The FTSE 100 lender, which focuses on emerging markets, reported a pretax profit of $1.72bn (£1.3bn) between July and September, topping analysts’ forecasts of $1.49bn (£1.1bn).
Its profit was nearly triple the $633m (£487m) reported during the same period last year, when the bank took almost $1bn (£800m) in impairment charges from its exposure to China’s sluggish economy.
Standard Chartered raised key performance targets as it presses on with a plan announced in February to cut $1.5bn (£1.2bn) of costs over three years by simplifying its structure and automating more processes.

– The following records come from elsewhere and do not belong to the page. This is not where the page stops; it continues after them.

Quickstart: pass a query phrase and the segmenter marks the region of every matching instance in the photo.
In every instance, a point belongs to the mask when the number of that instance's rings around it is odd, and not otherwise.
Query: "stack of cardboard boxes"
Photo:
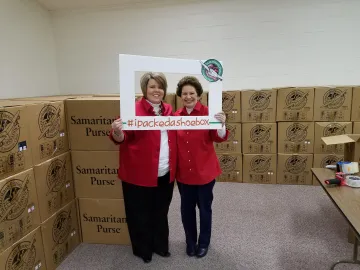
[[[214,144],[222,170],[217,181],[241,182],[241,92],[224,91],[222,93],[222,108],[226,114],[226,128],[230,131],[230,135],[226,142]]]
[[[310,185],[346,147],[321,137],[360,134],[359,87],[225,91],[222,104],[218,181]],[[119,113],[117,95],[0,101],[0,269],[55,269],[81,241],[130,244],[109,139]]]
[[[218,180],[316,185],[311,168],[342,160],[345,147],[321,138],[360,133],[359,104],[360,87],[353,86],[225,91],[230,137],[215,143]]]
[[[28,114],[25,106],[10,101],[0,106],[0,268],[16,269],[18,263],[42,267],[45,254]]]
[[[276,184],[276,103],[274,89],[241,92],[244,183]]]
[[[64,99],[0,104],[2,268],[56,269],[80,243]]]
[[[136,94],[135,100],[141,97]],[[165,100],[175,111],[175,94]],[[109,138],[111,124],[120,114],[120,99],[112,94],[68,99],[66,111],[82,241],[129,245],[118,179],[119,145]]]
[[[314,88],[280,88],[277,104],[277,183],[311,185]]]
[[[119,146],[109,139],[120,100],[110,95],[68,99],[66,110],[82,240],[128,245]]]
[[[315,145],[313,167],[332,165],[344,158],[344,144],[326,145],[321,137],[353,133],[352,87],[315,88]],[[313,178],[313,184],[318,181]]]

The bank said its income would grow by towards 10 per cent in 2024, up from a prior estimate of above seven per cent. It now plans to return at least $8bn (£6.1bn) to shareholders between 2024 and 2026, up from $5bn (£3.8bn).

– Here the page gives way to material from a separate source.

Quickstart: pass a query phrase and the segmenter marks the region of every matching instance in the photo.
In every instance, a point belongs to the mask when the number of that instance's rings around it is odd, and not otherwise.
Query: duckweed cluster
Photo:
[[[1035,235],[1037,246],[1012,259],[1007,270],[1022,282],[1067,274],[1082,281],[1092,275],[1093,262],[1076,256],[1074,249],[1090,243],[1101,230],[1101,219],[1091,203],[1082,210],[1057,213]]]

Despite being headquartered in London, Standard Chartered makes nearly all of its revenue in Asia, the Middle East and Africa. It has hubs in Hong Kong and Singapore.
As part of its revamped strategy, the bank is looking to generate more fee income from wealth management. It announced on Wednesday that it would double investment in its wealth business and spend $1.5bn (£1.2bn) over five years on relationship managers and investment advisers.
It intends to fund this by scaling back its mass retail business, following in the footsteps of rival HSBC – which in recent years has pulled out of retail markets in the US and France to focus on more profitable areas.
“We are exploring the opportunity to sell all or part of a small number of businesses where the strategic rationale is not sufficiently compelling,” Standard Chartered said. It expects these actions to take place over the next 18 to 24 months.
Standard Chartered’s share price rose 3.7 per cent in early London trading and three per cent in Hong Kong.
Its wealth push paid off in the third quarter as income from wealth solutions jumped 32 per cent year-on-year to $694m ($533m). That made it the fastest-growing unit among the bank’s main businesses.
In February, the bank laid out plans to increase its return on tangible equity (RoTE), a key measure of profitability for banks, from 10 per cent to 12 per cent by 2026.
On Wednesday, it raised this 2026 RoTE target to “approaching 13 per cent”.
Standard Chartered’s share price has struggled in recent years, with chief executive Bill Winters calling it “crap” in February. His tenure has seen the bank cut thousands of jobs in a bid to boost investor returns.
The turnaround efforts have helped the stock gain 37 per cent this year. It is now trading just below its level when Winters became CEO in June 2015.
Unlike HSBC on Tuesday, Standard Chartered did not announce a fresh share buyback for the quarter.